Ekonom Soroti Fenomena Serakahnomics, Momentum RI Berbenah!

Jakarta, CNBC Indonesia - Presiden RI Prabowo Subianto mengungkap adanya mazhab baru dalam ekonomi, yaitu 'serakahnomics'. Ini adalah terminologi dari Prabowo untuk menggambarkan praktik keserakahan dalam ekonomi.
Ekonom menilai istilah serakahnomics bisa menjadi momentum untuk pembenahan struktural. Pasalnya, kosakata tersebut adalah cara untuk Presiden RI menyoroti masalah yang sudah mengakar di Indonesia. Yakni akumulasi kekayaan dan sumber daya oleh segelintir pihak.
Peneliti Ekonom Core Indonesia, Yusuf Rendy Manilet menilai selama ini banyak kelompok masyarakat kecil yang tidak punya akses setara terhadap modal, tanah, atau peluang usaha.
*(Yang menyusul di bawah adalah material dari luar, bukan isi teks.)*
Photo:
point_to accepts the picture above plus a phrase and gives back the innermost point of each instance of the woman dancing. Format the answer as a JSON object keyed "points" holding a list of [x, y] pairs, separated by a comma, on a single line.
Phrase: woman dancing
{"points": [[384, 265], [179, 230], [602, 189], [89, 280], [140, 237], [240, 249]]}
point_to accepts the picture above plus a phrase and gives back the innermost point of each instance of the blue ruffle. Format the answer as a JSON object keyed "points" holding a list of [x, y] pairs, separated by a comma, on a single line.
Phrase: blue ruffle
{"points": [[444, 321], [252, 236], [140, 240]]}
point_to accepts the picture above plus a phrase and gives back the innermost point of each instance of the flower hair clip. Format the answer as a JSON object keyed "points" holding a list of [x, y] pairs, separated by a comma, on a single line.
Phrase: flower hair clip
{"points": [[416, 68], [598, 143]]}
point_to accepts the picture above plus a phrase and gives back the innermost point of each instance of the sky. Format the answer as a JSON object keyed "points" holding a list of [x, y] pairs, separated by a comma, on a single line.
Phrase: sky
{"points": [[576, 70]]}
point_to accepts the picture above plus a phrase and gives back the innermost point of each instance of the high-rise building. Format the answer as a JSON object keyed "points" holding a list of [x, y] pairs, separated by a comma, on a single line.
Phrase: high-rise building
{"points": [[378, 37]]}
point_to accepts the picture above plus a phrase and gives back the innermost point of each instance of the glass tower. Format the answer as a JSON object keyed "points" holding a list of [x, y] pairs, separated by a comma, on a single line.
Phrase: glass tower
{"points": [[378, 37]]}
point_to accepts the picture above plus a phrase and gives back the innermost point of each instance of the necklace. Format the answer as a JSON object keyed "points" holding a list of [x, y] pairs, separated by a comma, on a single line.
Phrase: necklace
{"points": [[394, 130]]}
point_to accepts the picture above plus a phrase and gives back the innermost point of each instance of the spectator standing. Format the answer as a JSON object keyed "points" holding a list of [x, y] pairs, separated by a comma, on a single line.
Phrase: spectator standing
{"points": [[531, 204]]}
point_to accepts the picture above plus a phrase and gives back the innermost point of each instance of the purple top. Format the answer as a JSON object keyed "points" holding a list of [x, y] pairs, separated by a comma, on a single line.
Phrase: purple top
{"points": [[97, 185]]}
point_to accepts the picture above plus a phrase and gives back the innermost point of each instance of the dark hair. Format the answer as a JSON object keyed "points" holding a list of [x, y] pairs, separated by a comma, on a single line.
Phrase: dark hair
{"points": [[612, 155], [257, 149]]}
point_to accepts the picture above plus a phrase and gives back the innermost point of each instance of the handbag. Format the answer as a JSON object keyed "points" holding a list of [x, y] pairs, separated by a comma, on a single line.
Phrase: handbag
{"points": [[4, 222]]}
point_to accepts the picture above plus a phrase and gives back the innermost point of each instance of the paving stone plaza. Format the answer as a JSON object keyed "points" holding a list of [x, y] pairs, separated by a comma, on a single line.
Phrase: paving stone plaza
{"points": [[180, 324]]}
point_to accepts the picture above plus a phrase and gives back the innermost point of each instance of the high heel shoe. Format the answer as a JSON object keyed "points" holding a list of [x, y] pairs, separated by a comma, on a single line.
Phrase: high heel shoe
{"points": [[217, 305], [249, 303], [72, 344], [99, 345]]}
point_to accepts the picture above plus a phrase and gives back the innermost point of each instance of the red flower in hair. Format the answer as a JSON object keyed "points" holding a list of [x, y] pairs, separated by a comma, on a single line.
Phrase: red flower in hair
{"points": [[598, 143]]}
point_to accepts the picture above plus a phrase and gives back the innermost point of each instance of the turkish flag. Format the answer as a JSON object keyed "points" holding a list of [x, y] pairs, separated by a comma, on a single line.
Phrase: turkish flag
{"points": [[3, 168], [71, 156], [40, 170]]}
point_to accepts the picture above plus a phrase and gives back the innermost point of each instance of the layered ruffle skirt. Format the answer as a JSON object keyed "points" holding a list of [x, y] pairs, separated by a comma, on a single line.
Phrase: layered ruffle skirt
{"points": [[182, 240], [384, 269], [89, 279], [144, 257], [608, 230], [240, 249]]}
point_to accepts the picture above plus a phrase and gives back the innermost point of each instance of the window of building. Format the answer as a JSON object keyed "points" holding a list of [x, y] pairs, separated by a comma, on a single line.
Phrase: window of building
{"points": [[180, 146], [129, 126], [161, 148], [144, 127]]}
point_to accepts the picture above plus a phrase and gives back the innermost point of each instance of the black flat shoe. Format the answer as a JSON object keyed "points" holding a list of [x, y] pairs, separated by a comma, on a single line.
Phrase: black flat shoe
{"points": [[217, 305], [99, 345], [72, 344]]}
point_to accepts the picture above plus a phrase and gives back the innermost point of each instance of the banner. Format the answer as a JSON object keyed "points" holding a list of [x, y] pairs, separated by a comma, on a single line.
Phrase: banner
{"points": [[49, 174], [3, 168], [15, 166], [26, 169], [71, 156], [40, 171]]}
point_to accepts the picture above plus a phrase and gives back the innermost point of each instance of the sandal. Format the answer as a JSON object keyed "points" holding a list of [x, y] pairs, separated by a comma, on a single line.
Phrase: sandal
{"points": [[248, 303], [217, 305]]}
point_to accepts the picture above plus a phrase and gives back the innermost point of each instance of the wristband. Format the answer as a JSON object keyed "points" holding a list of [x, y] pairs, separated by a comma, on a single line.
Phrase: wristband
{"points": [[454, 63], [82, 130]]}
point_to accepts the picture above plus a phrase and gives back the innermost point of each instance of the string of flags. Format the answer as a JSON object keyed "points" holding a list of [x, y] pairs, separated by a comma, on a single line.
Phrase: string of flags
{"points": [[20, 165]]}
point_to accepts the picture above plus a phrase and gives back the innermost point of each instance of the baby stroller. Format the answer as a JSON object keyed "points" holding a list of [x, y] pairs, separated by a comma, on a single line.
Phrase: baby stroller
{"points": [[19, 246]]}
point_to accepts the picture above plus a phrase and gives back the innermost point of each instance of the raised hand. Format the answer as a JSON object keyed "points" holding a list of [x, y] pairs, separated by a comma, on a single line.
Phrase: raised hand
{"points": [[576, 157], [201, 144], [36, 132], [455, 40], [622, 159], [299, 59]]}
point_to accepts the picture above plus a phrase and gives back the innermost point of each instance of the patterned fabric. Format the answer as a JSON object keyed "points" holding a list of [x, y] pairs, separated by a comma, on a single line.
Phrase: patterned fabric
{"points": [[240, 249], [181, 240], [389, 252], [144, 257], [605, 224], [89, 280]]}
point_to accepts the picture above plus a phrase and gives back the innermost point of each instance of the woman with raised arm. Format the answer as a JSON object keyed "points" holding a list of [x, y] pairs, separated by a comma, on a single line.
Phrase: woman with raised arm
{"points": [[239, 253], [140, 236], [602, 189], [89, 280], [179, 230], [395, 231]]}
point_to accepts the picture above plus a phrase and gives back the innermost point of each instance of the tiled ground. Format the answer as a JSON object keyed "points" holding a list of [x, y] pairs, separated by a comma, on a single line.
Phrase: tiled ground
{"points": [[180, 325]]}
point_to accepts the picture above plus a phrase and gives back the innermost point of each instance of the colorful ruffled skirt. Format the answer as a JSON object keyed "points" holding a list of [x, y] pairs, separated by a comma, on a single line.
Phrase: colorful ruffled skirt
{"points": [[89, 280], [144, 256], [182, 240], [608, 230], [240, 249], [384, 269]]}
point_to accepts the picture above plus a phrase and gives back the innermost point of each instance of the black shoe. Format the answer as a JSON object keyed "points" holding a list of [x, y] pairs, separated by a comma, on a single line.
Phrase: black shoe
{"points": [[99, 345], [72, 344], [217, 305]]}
Di sisi lain, ada kelompok yang terus mendapat kemudahan, baik dari sisi regulasi maupun jaringan kekuasaan.
Kondisi inilah yang menjadi penyebab utama sulitnya mengatasi ketimpangan dan kemiskinan di Indonesia.
Seperti yang diketahui, Badan Pusat Statistik (BPS) mencatat rasio Gini atau ketimpangan pengeluaran penduduk RI pada Maret 2025 mencapai 0,375. Angka ini menurun 0,006 poin jika dibandingkan dengan gini ratio September 2024 yang sebesar 0,381.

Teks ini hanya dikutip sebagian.